Further confusion stems from the fact that RHIC has changed the scientists' understanding of the QGP itself. For example, most theorists believed that a QGP would behave like a gas, but RHIC's data suggest that it flows more like a liquid. “It's not what people had predicted,” says Nick Samios, a former director of Brookhaven.

The complexity of the experiments lies at the heart of the debate between the two communities. Unlike colliders that smash together individual protons and antiprotons, the gold collisions in RHIC bring some 400 neutrons and protons together at once. Trying to capture what happens as these all fleetingly turn into mush is a challenge both for the detectors and for the subsequent painstaking analysis. Each collision yields billions of data points, which are used to extrapolate a set of properties that only partially resemble a QGP — and whose behaviour is far harder to predict than that of a single particle. Zajc sums up the situation succinctly: “There's no smoking gun.”

Such complexities are not confined to RHIC's experiments. In 2000, researchers at the Super Proton Synchrotron at CERN, the European Laboratory for Particle Physics near Geneva in Switzerland, announced that they had tantalizing hints of a QGP. They stopped short of claiming a QGP discovery, choosing instead the term ‘quark–gluon matter’. But journalists were less discriminating, and many used the two terms interchangeably. “Many people here felt that they stole the thunder from RHIC,” says Baker. RHIC researchers lashed out at CERN, calling the claims unfounded. So, Baker says, the RHIC team feels even more pressure to make careful and conclusive measurements.

Split decision

Another reason why the experimentalists are reluctant to rush into claiming a discovery may be that they won't face any competition until the next accelerator at CERN comes online in 2007, says Samios. Until then there is no pressure to make a big announcement. “It's more psychology than physics,” he says.

By contrast, the theorists who have devoted decades to calculating features of the QGP are impatient to declare victory. “To me it's as if Columbus hit land and came back unexcited about it,” says Gyulassy. Heinz adds that it is now important to move away from discovery measurements and to begin characterizing the plasma's behaviour. “We need to start exploring the details of this new kind of matter,” says Heinz.

What the public would make of another discovery announcement is unclear. Attendees at the annual Quark Matter conference held in Oakland, California, in January were confronted with two seemingly contradictory positions. Experimentalists offered reams of collision data without dubbing the phenomenon a QGP, whereas some theorists, including Gyulassy, announced the discovery of a QGP in their talks. When The New York Times ran a story titled “Tests suggest scientists have found Big Bang goo”, officials at the Department of Energy, which oversees RHIC, reportedly hit the roof because they had not been consulted before such a major announcement.

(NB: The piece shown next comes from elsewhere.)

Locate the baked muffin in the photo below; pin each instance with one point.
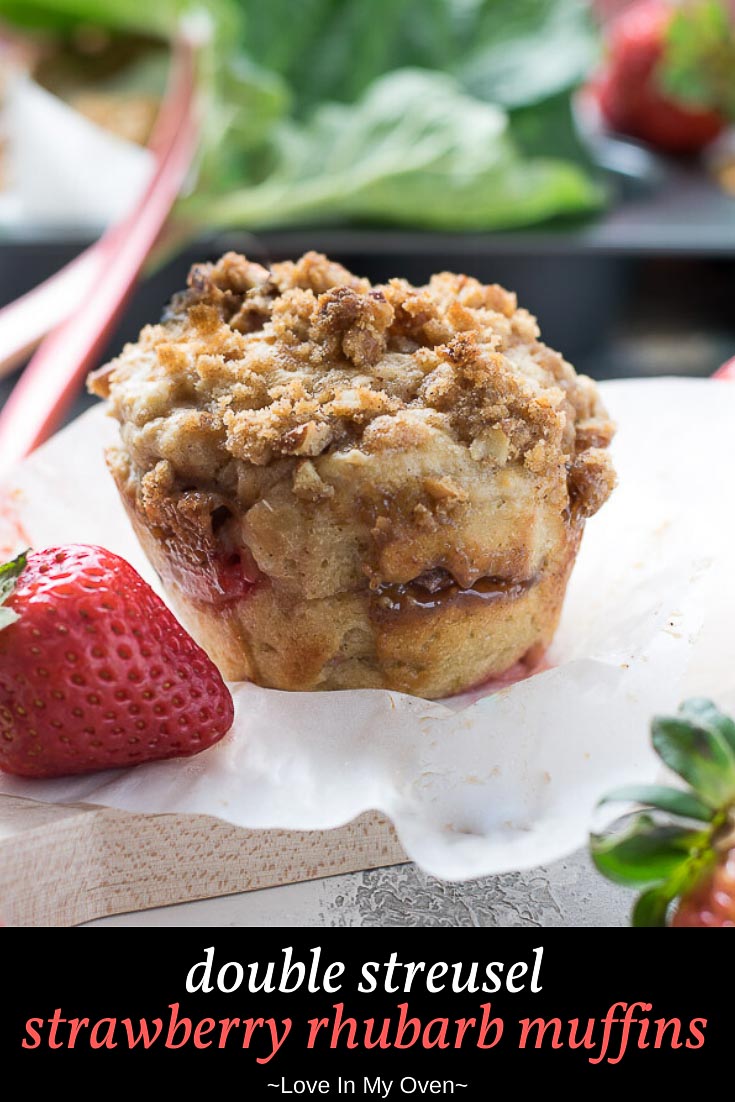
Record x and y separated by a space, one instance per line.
350 486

Behind the scenes the two camps are still talking, and at a quieter lab meeting in June took the first steps towards a reconciliation. Wang believes that the meeting helped experimentalists focus more on the ‘big picture’, which may speed a conclusion to the debate.

For now, it seems that both sides are trapped in a stalemate. Zajc hesitates to give a precise date for when, or even if, a QGP discovery will be announced at RHIC. “We're still collecting evidence, and I think we're making good progress,” he says. But the theorists say that the days of QGP are already here. “The evidence is overwhelmingly clear,” Gyulassy says. “It's time we gave it a name.”